Any amendment or modification to this Agreement shall be effective only if made in a written instrument and signed by both Parties.
Notices under this Agreement shall be in writing and in the Bahasa Indonesia or English language, shall be served by delivering it to the party to receive it at the address above or email set out in this clause and shall be deemed to have been delivered in accordance with this clause.
This Agreement shall be governed by and construed in accordance with the law of the Republic of Indonesia.
The parties to this Agreement irrevocably agree that the Badan Arbitrase Nasional Indonesia (BANI Arbitration Centre) shall have exclusive jurisdiction to decide and to settle any dispute or claim arising out of or in connection with this Agreement (“Proceedings”).

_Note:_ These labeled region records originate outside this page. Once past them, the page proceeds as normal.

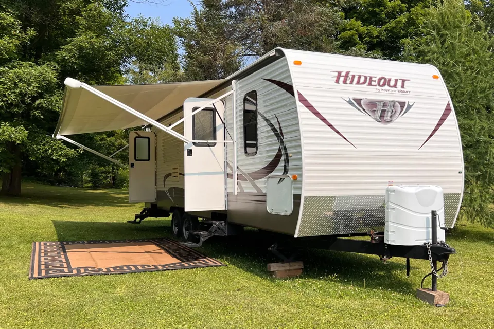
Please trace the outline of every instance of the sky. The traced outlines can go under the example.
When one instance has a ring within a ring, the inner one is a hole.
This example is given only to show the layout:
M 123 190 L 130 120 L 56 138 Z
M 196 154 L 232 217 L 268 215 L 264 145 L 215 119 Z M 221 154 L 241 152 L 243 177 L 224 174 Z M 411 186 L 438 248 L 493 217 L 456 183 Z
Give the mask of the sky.
M 158 2 L 161 0 L 151 1 Z M 142 15 L 144 17 L 157 18 L 162 23 L 171 25 L 173 17 L 187 17 L 191 11 L 192 6 L 187 0 L 164 0 L 158 4 L 145 0 L 130 0 L 126 13 L 132 17 Z

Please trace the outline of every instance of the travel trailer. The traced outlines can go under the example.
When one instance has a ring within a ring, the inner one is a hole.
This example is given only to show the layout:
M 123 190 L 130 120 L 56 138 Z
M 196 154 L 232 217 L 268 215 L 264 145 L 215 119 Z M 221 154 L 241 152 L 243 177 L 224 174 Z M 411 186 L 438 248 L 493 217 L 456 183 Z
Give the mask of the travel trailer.
M 432 231 L 454 225 L 462 144 L 432 65 L 277 48 L 223 80 L 65 84 L 54 137 L 119 163 L 67 136 L 143 127 L 129 143 L 129 201 L 146 203 L 134 222 L 172 214 L 190 245 L 250 227 L 427 259 Z M 338 239 L 366 234 L 372 247 Z M 434 260 L 454 252 L 433 244 Z

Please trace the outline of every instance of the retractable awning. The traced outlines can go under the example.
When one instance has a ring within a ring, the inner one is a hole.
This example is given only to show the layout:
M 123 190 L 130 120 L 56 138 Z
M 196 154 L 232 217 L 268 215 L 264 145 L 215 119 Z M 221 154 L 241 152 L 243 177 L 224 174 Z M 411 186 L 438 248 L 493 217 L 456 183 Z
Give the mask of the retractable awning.
M 145 125 L 146 122 L 109 99 L 116 100 L 156 120 L 226 80 L 156 84 L 96 86 L 107 97 L 84 88 L 77 80 L 65 82 L 63 106 L 54 136 L 96 133 Z

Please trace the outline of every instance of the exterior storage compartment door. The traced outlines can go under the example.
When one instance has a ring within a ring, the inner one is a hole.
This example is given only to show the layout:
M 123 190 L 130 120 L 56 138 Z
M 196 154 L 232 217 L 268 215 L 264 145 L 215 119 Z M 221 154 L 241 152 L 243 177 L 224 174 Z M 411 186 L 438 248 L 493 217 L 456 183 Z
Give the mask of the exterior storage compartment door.
M 156 201 L 156 146 L 153 132 L 129 134 L 129 202 Z
M 220 101 L 190 115 L 211 100 L 188 98 L 184 103 L 184 135 L 196 141 L 184 150 L 186 211 L 226 209 L 224 106 Z

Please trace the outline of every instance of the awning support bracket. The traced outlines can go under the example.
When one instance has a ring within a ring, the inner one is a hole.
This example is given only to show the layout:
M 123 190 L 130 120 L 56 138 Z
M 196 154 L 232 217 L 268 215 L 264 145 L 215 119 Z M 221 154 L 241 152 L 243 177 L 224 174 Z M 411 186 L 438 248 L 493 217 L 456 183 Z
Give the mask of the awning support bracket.
M 125 150 L 126 149 L 127 149 L 127 148 L 128 148 L 128 147 L 129 147 L 129 144 L 127 144 L 126 145 L 125 147 L 123 147 L 123 148 L 122 148 L 121 149 L 120 149 L 120 150 L 119 150 L 117 151 L 117 152 L 115 152 L 114 153 L 113 153 L 113 154 L 112 154 L 111 155 L 110 155 L 109 157 L 110 157 L 110 158 L 113 158 L 114 155 L 116 155 L 117 153 L 120 153 L 120 151 L 123 151 L 124 150 Z
M 76 142 L 76 141 L 75 141 L 75 140 L 72 140 L 72 139 L 70 139 L 69 138 L 67 138 L 67 137 L 66 137 L 64 136 L 58 136 L 58 139 L 62 139 L 62 140 L 64 140 L 64 141 L 65 141 L 66 142 L 68 142 L 69 143 L 72 143 L 72 144 L 74 144 L 76 146 L 79 147 L 79 148 L 80 148 L 81 149 L 82 149 L 83 150 L 85 150 L 87 151 L 87 152 L 91 152 L 91 153 L 93 153 L 93 154 L 96 154 L 96 155 L 97 155 L 98 156 L 100 156 L 100 157 L 101 157 L 102 158 L 103 158 L 103 159 L 106 159 L 106 160 L 108 160 L 108 161 L 111 161 L 111 162 L 113 162 L 114 163 L 115 163 L 116 164 L 118 164 L 118 166 L 121 166 L 121 167 L 123 167 L 123 168 L 127 168 L 127 165 L 123 164 L 121 162 L 117 161 L 117 160 L 115 160 L 115 159 L 112 159 L 112 158 L 111 158 L 110 157 L 109 157 L 109 156 L 107 156 L 105 155 L 104 154 L 101 154 L 99 152 L 97 152 L 97 151 L 95 151 L 94 150 L 93 150 L 92 149 L 90 149 L 90 148 L 88 148 L 87 147 L 84 146 L 84 145 L 82 145 L 82 144 L 81 144 L 81 143 L 78 143 L 77 142 Z M 114 154 L 113 155 L 114 155 Z

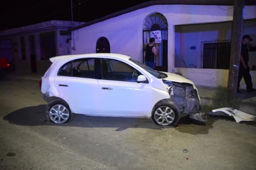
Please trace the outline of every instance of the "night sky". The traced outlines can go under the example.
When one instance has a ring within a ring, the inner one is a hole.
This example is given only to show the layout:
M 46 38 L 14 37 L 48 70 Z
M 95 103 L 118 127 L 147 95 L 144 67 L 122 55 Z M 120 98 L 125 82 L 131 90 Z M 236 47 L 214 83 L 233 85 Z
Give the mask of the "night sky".
M 150 1 L 7 0 L 0 5 L 0 30 L 51 20 L 89 22 Z

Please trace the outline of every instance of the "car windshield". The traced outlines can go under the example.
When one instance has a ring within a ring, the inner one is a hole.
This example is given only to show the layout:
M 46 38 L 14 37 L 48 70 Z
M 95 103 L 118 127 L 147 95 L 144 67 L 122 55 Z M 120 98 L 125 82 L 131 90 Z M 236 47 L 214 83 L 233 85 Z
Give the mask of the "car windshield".
M 130 61 L 132 61 L 132 62 L 134 62 L 134 63 L 135 63 L 136 65 L 137 65 L 138 66 L 139 66 L 140 67 L 141 67 L 143 69 L 144 69 L 145 70 L 146 70 L 147 72 L 149 72 L 152 75 L 156 77 L 157 78 L 162 79 L 162 78 L 167 78 L 168 76 L 166 74 L 165 74 L 162 72 L 160 72 L 159 71 L 155 70 L 155 69 L 152 69 L 152 68 L 147 66 L 145 64 L 143 64 L 142 63 L 141 63 L 141 62 L 140 62 L 137 60 L 132 59 L 130 58 L 129 60 Z

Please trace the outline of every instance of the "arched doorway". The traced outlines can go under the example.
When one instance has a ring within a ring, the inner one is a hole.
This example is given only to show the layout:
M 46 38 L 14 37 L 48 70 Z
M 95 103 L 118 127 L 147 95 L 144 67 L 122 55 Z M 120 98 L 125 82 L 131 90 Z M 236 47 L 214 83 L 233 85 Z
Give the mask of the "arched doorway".
M 106 37 L 102 37 L 97 41 L 96 52 L 99 53 L 110 53 L 109 42 Z
M 143 62 L 145 50 L 149 39 L 153 36 L 156 39 L 156 46 L 159 49 L 158 60 L 155 61 L 155 69 L 168 71 L 168 24 L 165 16 L 158 12 L 149 16 L 143 25 Z

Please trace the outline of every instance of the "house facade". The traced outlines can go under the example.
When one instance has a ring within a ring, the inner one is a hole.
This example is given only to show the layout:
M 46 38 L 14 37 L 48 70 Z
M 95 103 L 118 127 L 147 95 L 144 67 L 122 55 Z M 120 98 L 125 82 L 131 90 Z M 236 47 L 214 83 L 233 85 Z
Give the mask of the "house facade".
M 81 24 L 50 20 L 0 31 L 0 57 L 6 58 L 17 74 L 43 74 L 50 57 L 71 53 L 70 29 Z
M 117 53 L 144 62 L 145 47 L 153 36 L 160 51 L 157 69 L 178 73 L 197 85 L 226 87 L 233 6 L 157 1 L 165 2 L 146 2 L 75 28 L 72 53 Z M 256 6 L 245 5 L 244 10 L 243 34 L 250 35 L 255 44 Z M 209 43 L 217 49 L 208 49 Z M 224 50 L 218 47 L 222 43 Z M 227 51 L 223 58 L 216 54 L 221 51 Z M 255 59 L 250 60 L 256 65 Z M 256 86 L 255 73 L 252 71 Z
M 241 34 L 249 34 L 255 47 L 256 2 L 245 2 Z M 226 87 L 233 3 L 151 1 L 88 23 L 53 20 L 0 31 L 0 55 L 11 56 L 21 73 L 43 74 L 48 59 L 62 55 L 117 53 L 143 63 L 145 45 L 154 37 L 160 52 L 156 69 L 181 74 L 199 86 Z M 250 52 L 251 67 L 255 53 Z M 256 86 L 256 71 L 251 73 Z

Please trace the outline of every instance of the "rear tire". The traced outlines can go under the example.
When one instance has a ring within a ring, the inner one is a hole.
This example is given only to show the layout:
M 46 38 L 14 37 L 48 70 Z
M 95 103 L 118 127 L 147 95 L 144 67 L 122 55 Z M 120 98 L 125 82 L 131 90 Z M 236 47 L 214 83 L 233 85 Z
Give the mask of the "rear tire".
M 180 115 L 177 107 L 168 99 L 158 102 L 153 109 L 153 122 L 160 126 L 176 126 Z
M 47 120 L 57 124 L 67 123 L 73 119 L 68 105 L 62 99 L 53 99 L 47 105 L 46 117 Z

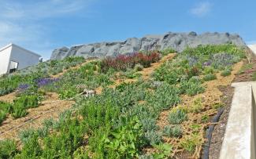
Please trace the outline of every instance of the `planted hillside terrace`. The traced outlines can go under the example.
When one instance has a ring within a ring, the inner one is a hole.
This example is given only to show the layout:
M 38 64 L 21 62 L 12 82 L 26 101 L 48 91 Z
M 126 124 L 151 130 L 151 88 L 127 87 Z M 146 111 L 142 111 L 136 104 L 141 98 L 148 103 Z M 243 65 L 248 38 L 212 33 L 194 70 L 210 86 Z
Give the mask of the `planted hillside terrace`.
M 231 84 L 244 57 L 244 50 L 233 45 L 202 45 L 179 54 L 168 49 L 93 60 L 47 81 L 39 80 L 43 74 L 28 73 L 33 78 L 31 82 L 17 81 L 13 91 L 28 85 L 17 92 L 13 103 L 1 103 L 2 121 L 12 117 L 16 101 L 35 96 L 38 100 L 26 103 L 46 107 L 40 103 L 52 92 L 60 101 L 75 103 L 39 128 L 24 128 L 18 136 L 1 141 L 0 157 L 199 158 L 206 129 L 224 105 L 217 87 Z M 85 89 L 98 88 L 102 90 L 95 96 L 83 95 Z

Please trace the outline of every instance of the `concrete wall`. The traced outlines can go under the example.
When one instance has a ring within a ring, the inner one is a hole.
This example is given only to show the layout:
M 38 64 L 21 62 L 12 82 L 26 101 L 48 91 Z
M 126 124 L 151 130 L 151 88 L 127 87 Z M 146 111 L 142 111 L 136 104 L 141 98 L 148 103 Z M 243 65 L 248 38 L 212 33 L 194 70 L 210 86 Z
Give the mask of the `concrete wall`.
M 9 46 L 0 50 L 0 75 L 7 73 L 11 49 L 12 47 Z
M 235 92 L 220 159 L 255 159 L 256 82 L 233 83 Z
M 18 70 L 39 63 L 40 56 L 25 50 L 17 45 L 13 45 L 9 59 L 8 70 L 9 69 L 10 61 L 19 63 Z

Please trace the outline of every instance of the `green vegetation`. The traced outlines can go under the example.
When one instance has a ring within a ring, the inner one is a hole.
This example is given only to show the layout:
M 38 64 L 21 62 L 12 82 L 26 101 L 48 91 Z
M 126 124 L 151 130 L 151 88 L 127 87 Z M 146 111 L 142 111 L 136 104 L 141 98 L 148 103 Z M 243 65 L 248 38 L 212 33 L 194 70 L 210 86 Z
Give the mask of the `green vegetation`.
M 168 121 L 172 125 L 180 124 L 187 119 L 187 114 L 183 110 L 175 110 L 170 112 Z
M 169 137 L 180 137 L 182 136 L 182 128 L 180 125 L 169 126 L 167 125 L 163 129 L 165 136 Z
M 201 127 L 191 125 L 193 135 L 188 136 L 183 134 L 185 130 L 182 125 L 188 120 L 187 113 L 202 111 L 202 99 L 195 100 L 186 110 L 175 107 L 181 102 L 180 96 L 193 96 L 203 92 L 206 79 L 201 78 L 202 75 L 211 74 L 207 79 L 212 79 L 214 74 L 239 61 L 243 54 L 232 45 L 188 48 L 175 59 L 165 62 L 154 72 L 152 78 L 139 78 L 137 71 L 150 67 L 161 56 L 173 52 L 169 49 L 108 58 L 69 70 L 58 79 L 46 79 L 50 74 L 84 61 L 74 57 L 52 60 L 40 63 L 33 68 L 34 71 L 20 71 L 0 78 L 1 95 L 23 89 L 13 103 L 0 103 L 0 121 L 8 114 L 14 117 L 26 115 L 27 109 L 38 107 L 43 92 L 54 92 L 61 99 L 72 98 L 76 102 L 70 110 L 60 114 L 58 120 L 50 118 L 40 128 L 20 132 L 20 150 L 13 141 L 0 143 L 0 157 L 168 158 L 173 146 L 163 143 L 162 136 L 178 138 L 181 147 L 193 152 L 202 142 L 198 135 Z M 109 88 L 117 76 L 137 81 Z M 103 89 L 101 94 L 91 97 L 77 96 L 83 89 L 98 87 Z M 161 132 L 157 121 L 161 111 L 169 109 L 168 121 L 171 125 Z M 204 122 L 208 120 L 206 116 L 202 117 Z M 144 147 L 154 148 L 156 152 L 143 154 Z
M 221 73 L 221 75 L 223 77 L 229 76 L 230 74 L 231 74 L 231 70 L 228 69 L 224 70 Z
M 215 80 L 217 78 L 216 75 L 213 74 L 207 74 L 206 75 L 205 75 L 203 77 L 203 81 L 212 81 L 212 80 Z
M 253 81 L 256 81 L 256 72 L 253 73 L 251 78 L 252 78 Z

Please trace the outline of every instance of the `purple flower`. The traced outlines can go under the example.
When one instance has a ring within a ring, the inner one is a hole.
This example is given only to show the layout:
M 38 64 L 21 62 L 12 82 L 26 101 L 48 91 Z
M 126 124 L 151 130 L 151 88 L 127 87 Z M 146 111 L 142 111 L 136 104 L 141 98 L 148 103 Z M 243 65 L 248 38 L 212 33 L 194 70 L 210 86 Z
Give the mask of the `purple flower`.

Neither this Agreement nor any of the rights, benefits or obligations hereunder may be assigned or delegated by Recipient Party (whether by law or otherwise) without the prior written consent of the Disclosing Party.
The captions and headings in this Agreement have been inserted for convenience only and shall be given no substantive meaning or significance whatsoever in construing the terms and provisions of this Agreement.
This Agreement may be executed in one or more counterparts, each of which shall be deemed to be an original, but all of which together will constitute one and the same Agreement.
This Agreement (together with the other agreements and documents being delivered pursuant to or in connection with this Agreement.